The Commons: The past is 100% part of our future

A reassuring update from Flickr, following the announcement that free accounts will have their photos deleted. They have now confirmed that photos uploaded under Creative Commons licenses will not be deleted.

Since (I think) I uploaded everything under Creative Commons, this means my photos are safe on Flickr. So this is something.

It’s not just you, everything looks the same on Instagram

If it seems when you scroll through your feed that everything looks similar, that’s probably because it is. That artfully constructed shot of your latté and avocado toast brunch? The shot of your feet dangling over the edge of a waterfall? You in the back of a canoe?

It’s been done before. To death.

I’m still not missing Instagram.

Flashback: How Yahoo killed Flickr and lost the internet

This page was published in 2013 as a flashback to an article seemingly written in 2012. It underlines just how slow and painful a death Flickr had. Reading this six years on is a fascinating reminder of just what could have been.
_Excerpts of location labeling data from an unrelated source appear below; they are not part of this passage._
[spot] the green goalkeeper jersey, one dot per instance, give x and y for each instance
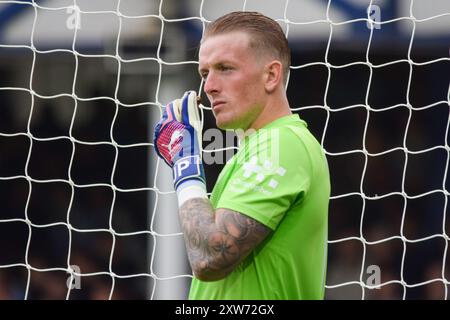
(280, 178)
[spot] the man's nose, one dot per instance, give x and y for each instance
(211, 84)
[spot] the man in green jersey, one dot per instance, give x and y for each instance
(263, 232)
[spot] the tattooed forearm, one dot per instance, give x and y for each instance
(218, 241)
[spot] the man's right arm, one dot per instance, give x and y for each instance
(217, 242)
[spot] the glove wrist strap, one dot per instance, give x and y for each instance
(191, 189)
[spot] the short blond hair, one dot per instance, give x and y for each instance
(266, 34)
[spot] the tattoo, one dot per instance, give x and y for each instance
(217, 241)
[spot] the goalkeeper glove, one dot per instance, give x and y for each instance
(177, 140)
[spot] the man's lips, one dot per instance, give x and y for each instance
(217, 104)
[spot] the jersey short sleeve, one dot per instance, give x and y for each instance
(270, 173)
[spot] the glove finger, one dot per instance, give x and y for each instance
(190, 111)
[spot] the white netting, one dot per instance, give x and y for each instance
(351, 253)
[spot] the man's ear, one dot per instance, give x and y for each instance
(273, 72)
By 2012, Flickr was already on its knees, having suffered years of mismanagement under Yahoo. That mismanagement is picked apart in excruciating detail here. The article ends by asking, is it too late to save Flickr?
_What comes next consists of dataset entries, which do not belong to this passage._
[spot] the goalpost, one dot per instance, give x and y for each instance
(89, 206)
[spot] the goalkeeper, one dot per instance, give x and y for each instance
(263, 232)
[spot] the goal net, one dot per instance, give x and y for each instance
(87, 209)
Flickr’s last best hope is that Yahoo realizes its value and decides to spin it off for a few bucks before both drop down into a final death spiral. But even if that happens, Flickr has a long road ahead of it to relevance. People don’t tend to come back to homes they’ve already abandoned.

Six years on, Yahoo has lurched from laughing stock to irrelevance, while Flickr has finally been sold off to SmugMug. It’s a good time to reflect on this early days of Flickr and wonder if it could ever return. But as I already noted this year, it is probably far too late.